Oysa her şey bir rüya gibi başlamıştı. 2006 sonrası AKP’nin güçlendiğini gören Gülenciler partiye olan desteklerini iyice arttırmış, alenileştirmiş, radikalleştirmişti. Hatta (hatırlasam nasname’de okumuştum) Ergenekon ve KCK operasyonlarını tertip etmek için özel ekiplerin taa Amerikacığımızdan gönderildiği iddiası bile vardı. AKP’yi bu kadar kendisine borçlu gören Gülenciler devletin yeni sahibi olarak da kendilerini görmek kaydiyle bütün kadroları kendilerine reva görüyorlardı. Ama ne olduysa araları açıldı.  Onlar da kendi iktidarları üstünde kimseyi kabul etmiyor, Erdoğan da. Özellikle şimdi yine çok tartışılan Fidan konusunda galiba ipler tamamen koptu. Zorlamalarda tutulmaya çalışılıyor.

Bütün varlığını dersnalere borçlu olan bu hareket için de kapanma kararı büyük bir yara demektir. Gerçekçi düşünüldüğünde bu böyle. Ancak bu kavganın gerçekçilikle bir açıklaması da görülmüyor. Sayıları 4 bini bulan bu dersanlerde (stajyerle beraber) 60 bine yakın öğretmen vardır. Bunun yardımcı hizmetleri, kaynak kuruluşları da hesaba katıldığında sayı yüz binleri buluyor. Bu kadar insanı bir anda işsizliğe mahkûm etmek akıl kârı değildir. Ayda 200-300 TL maaşla adam çalıştıran ufak tefek dersaneleri tartışmıyoruz.

Eğitim sisteminin sınav odaklı olduğu bir ülkede çözüm bu olmamalı. Fırsat eşitliği konusunu düşündüğümüzde “parası olmayanlar HEM’lerin kurslarına gitsin” diyebiliriz. Yıllardır dersanelerde çalışmış, boyunca çocukları olmuş önemli bir kitleyi bir anda yaralamak bu iktidar kavgasının acı bir ihmali, belki de zulmü olur.

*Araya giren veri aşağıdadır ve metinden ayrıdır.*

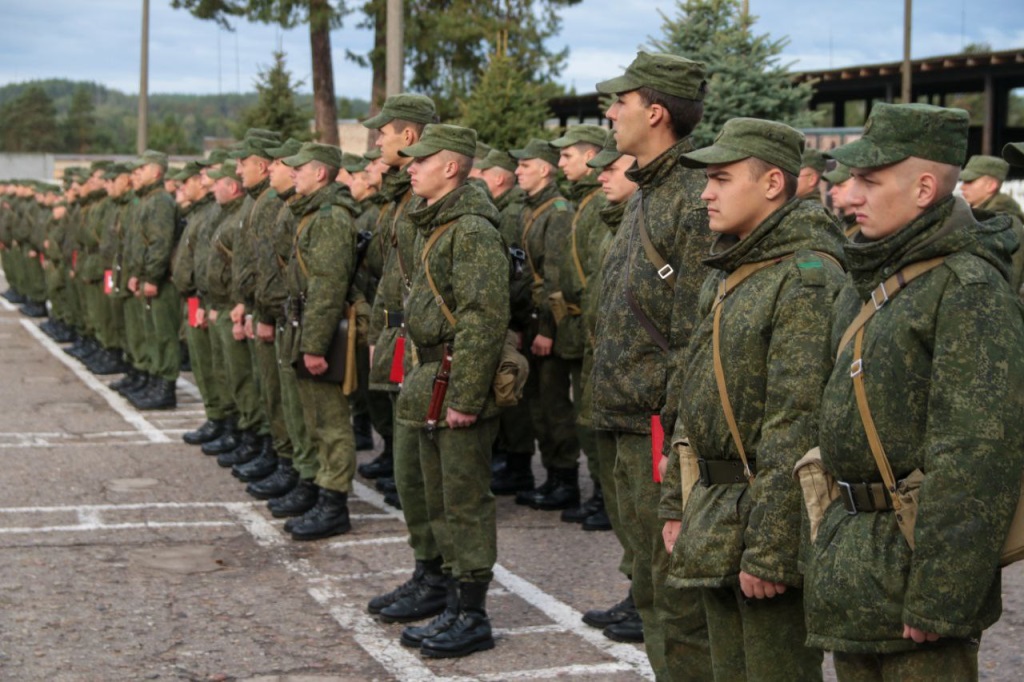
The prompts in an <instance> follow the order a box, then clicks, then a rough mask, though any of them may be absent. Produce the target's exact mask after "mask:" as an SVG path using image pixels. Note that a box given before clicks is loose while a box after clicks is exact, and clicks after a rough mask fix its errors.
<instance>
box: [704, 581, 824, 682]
mask: <svg viewBox="0 0 1024 682" xmlns="http://www.w3.org/2000/svg"><path fill="white" fill-rule="evenodd" d="M698 590H699V592H700V595H701V597H702V599H703V606H705V613H706V614H707V617H708V638H709V640H710V642H711V662H712V667H713V668H714V671H715V680H716V682H719V681H720V680H724V681H735V682H742V681H744V680H752V681H755V680H756V681H758V682H761V681H762V680H763V681H764V682H776V681H777V682H790V681H791V680H801V681H802V682H803V681H805V680H806V681H807V682H812V681H813V680H820V679H821V660H822V658H823V654H822V652H821V650H820V649H812V648H809V647H807V646H804V640H805V639H806V638H807V628H806V627H805V625H804V596H803V590H799V589H797V588H794V587H790V588H787V589H786V591H785V592H784V593H783V594H780V595H778V596H776V597H772V598H771V599H745V598H744V597H743V593H742V591H740V589H739V586H738V585H737V586H735V587H724V588H698Z"/></svg>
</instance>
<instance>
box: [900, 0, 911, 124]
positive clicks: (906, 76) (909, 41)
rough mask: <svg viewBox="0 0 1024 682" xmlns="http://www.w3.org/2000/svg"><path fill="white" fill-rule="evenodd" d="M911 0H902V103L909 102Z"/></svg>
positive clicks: (908, 102)
mask: <svg viewBox="0 0 1024 682" xmlns="http://www.w3.org/2000/svg"><path fill="white" fill-rule="evenodd" d="M912 3H913V0H903V90H902V93H901V96H902V99H903V103H904V104H909V103H910V24H911V22H910V9H911V7H910V5H911V4H912Z"/></svg>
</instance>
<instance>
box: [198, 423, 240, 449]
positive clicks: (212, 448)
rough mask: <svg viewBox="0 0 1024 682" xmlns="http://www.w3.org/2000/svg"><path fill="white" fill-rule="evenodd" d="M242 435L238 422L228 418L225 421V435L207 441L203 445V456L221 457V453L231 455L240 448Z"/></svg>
mask: <svg viewBox="0 0 1024 682" xmlns="http://www.w3.org/2000/svg"><path fill="white" fill-rule="evenodd" d="M241 438H242V434H241V433H239V429H238V420H237V419H236V418H234V417H228V418H227V419H225V420H224V431H223V433H221V434H220V435H219V436H217V437H216V438H214V439H213V440H207V441H206V442H204V443H203V454H204V455H220V454H221V453H229V452H231V451H232V450H234V449H236V447H238V446H239V444H240V443H241Z"/></svg>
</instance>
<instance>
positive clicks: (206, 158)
mask: <svg viewBox="0 0 1024 682" xmlns="http://www.w3.org/2000/svg"><path fill="white" fill-rule="evenodd" d="M225 161H227V150H222V148H216V150H211V151H210V156H208V157H207V158H206V159H200V160H199V161H197V162H196V163H198V164H199V165H200V167H202V168H209V167H210V166H216V165H218V164H222V163H224V162H225Z"/></svg>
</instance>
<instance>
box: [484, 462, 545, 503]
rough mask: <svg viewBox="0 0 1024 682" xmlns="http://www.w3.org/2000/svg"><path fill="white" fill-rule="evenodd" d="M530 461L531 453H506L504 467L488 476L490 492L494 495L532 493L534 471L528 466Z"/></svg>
mask: <svg viewBox="0 0 1024 682" xmlns="http://www.w3.org/2000/svg"><path fill="white" fill-rule="evenodd" d="M532 459H534V454H532V453H507V454H506V455H505V466H503V467H501V468H500V469H498V470H497V471H495V472H494V473H493V475H492V476H490V492H492V493H494V494H495V495H514V494H516V493H532V491H534V485H535V482H534V469H532V467H531V466H530V462H531V460H532ZM516 497H518V496H516ZM517 503H518V500H517ZM520 504H521V503H520Z"/></svg>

Yıllar önce Hacettepe’den bir hoca şunları söylemişti: “ Türkiye’de ÖSS hazırlıklarına ailelerin verdiği parayla her yıl Koç Üniversitesi ayarında on beş üniversite kurulabilir.” (2003 verilerine göre.) Eğer siz eğitim sorunlarını ve üst öğretim kurumuna geçiş arbedesini gerçekten düşünüyorsanız, aranızdaki kavgaya bu kadar kurban vermezdiniz. Oturursunuz iyi bir planlama yaparsınız ve yumuşak bir geçişle dersaneler konusuna çözüm bulursunuz. Yoksa düzenini kurmuş, hayatını oturtmuş insanları öyle mağdur etmek, mutsuz insan sayısını arttırmaktan öte bir şey doğurmaz.

Gülenciler eskisi gibi sadece eğitimle ilgilenmeye karar verirse, siyaseti ve sosyolojik yapıyı düzenleme işinden vazgeçerse, ılımlı İslam modeli çalışmalarıyla uğraşmazsa, polis devleti kurmak idealini terk ederse zaten tartışma kapanır. Yani, efendim, asker kışlasına döndüğü gibi onlar da dersane ve derneklerine dönerlerse kavgaları biter. Karşılıklı güç gösterileri işi eğitim olan bir grubun işi değildir. Yok, aksini söylemeye devam ederlerse zaten işleri eğitim falan değildir. Biz de ne haliniz varsa görün deriz.

Bu yazıyı günlerdir yazmak istiyordum ama zaman bulamıyordum. İyi ki öyle olmuş. Gülen’nin yayınladığı teşekkür ilanına baktım.(hastalanmıştı ya ahali geçmiş olsun demiş). Cumhurbaşkanı’ndan, Başbakan’a, bakanlardan muhalefet partilerine, STK’lardan Müslüman ve gayri Müslim cemaat liderlerine, TÜSİAD’tan  yandaş ve muhalif medya örgütlerine hatta vekilimiz Ahmet TÜRK’e kadar neredeyse Türkiye’nin bütün oluşumlarının adı geçiyordu. Bu, başta kendisine yağ çekilen Erdoğan’a karşı bir uyarı gibi duruyor. “Bana gidecek kapı mı yok” der gibi.

Velhasıl kavganız için, bence, insanların kurulu düzenini bozmayın. Ben de dersaneleri ve çocukların en güzel yıllarını heba etmeyi elbette savunmuyorum. Lakin onlar ekonominin ayaklarından biri.